The film came to fruition after a chance meeting between Rose and Barker who recently completed his own film adaptation of Nightbreed (1990). Rose expressed interest in Barker's story "The Forbidden", and Barker agreed to license the rights. Where Barker's story revolved around the themes of the British class system in contemporary Liverpool, Rose chose to refit the story to Cabrini-Green's public housing development in Chicago and instead focus on the themes of race and social class in the inner-city United States.

Candyman was theatrically released on October 16, 1992 by TriStar Pictures and PolyGram Filmed Entertainment. The film received generally positive reviews and grossed over $25 million in the US, where it was also regarded in some critical circles as a contemporary classic of horror cinema. It was followed by two sequels, Candyman 2: Farewell to the Flesh (1995) and Candyman 3: Day of the Dead (1999). A direct sequel of the same name was released on August 27, 2021.

Plot[]

Helen Lyle is a semiotics graduate student at the University of Illinois Chicago. While researching urban legends, she learns of the Candyman, a spirit who kills anyone that speaks his name five times in front of a mirror. She learns of a recent murder at the Cabrini–Green Homes public housing project and two dozen others that have been attributed by locals to the Candyman. Skeptical, Helen and her friend Bernadette Walsh repeat the Candyman's name to Helen's bathroom mirror, to no avail.

Helen and Bernadette work together on a thesis on how Cabrini-Green residents use the Candyman legend to cope with hardship and inequality. She and Bernadette visit the scene of the most recent murder. There, Helen discovers a room where offerings have been left for the Candyman. Afterwards, they interview the victim's neighbor, Anne-Marie McCoy, a single mother raising her infant son Anthony. Helen and her husband Trevor later have dinner with an expert on the Candyman legend. He explains that the "Candyman" was Daniel Robitaille, an African-American man born in the late 1800s as the son of a slave who grew up to become a well-known painter. After he fell in love with and impregnated a white woman, her father sent a lynch mob after him. The mob cut off his right hand and smeared him with honeycomb stolen from an apiary, attracting bees that stung him to death. His corpse was burned in a pyre erected on the site where the Cabrini-Green Homes were eventually built.

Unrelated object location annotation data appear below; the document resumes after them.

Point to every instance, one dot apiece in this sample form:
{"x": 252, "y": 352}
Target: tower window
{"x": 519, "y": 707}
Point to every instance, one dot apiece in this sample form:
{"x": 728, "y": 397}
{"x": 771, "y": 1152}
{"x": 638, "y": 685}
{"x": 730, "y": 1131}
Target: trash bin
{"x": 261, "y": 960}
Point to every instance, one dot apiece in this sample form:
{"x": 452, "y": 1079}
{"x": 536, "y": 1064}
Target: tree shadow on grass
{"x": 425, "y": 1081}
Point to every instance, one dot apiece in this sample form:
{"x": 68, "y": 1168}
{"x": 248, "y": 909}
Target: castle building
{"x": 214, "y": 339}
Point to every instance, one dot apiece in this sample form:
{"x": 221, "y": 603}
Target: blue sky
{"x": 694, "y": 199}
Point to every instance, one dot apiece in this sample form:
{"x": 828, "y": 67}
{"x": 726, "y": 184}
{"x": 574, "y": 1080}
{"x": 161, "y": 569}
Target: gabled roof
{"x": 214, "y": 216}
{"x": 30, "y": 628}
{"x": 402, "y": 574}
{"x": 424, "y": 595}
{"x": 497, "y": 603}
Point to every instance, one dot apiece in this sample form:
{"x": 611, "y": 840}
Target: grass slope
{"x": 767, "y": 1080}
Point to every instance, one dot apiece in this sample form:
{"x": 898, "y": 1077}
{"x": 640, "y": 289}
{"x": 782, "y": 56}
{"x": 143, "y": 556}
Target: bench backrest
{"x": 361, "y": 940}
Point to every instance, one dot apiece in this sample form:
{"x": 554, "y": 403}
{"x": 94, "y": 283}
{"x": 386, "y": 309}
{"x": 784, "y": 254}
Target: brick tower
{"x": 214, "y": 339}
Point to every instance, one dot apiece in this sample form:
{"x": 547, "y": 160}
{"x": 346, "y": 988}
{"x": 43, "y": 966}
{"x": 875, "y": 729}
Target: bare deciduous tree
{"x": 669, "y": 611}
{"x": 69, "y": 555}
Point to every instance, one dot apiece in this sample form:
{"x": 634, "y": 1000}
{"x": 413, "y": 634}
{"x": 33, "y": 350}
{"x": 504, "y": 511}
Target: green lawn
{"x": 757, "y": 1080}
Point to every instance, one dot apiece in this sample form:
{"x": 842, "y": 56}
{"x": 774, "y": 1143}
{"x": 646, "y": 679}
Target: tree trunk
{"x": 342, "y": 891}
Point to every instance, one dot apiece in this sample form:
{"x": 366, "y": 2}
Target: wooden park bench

When Helen returns to Cabrini-Green, a young boy named Jake tells her of an incident where a developmentally disabled boy was violently castrated by the Candyman in a public bathroom. She goes there to investigate, where a man calling himself the Candyman batters her with a hook. She identifies her attacker to the police, who recognize him as the head of a local gang, and is therefore charged for the murders attributed to Candyman. The real Candyman appears to Helen in a parking garage, hypnotizing her. He explains that due to her discredit of his legend, he must shed innocent blood to perpetuate it. Helen blacks out and awakens in Anne-Marie's apartment, covered in blood, finding Anne-Marie's pet Rottweiler, Annie, decapitated and her son Anthony missing. The police arrive and arrest Helen.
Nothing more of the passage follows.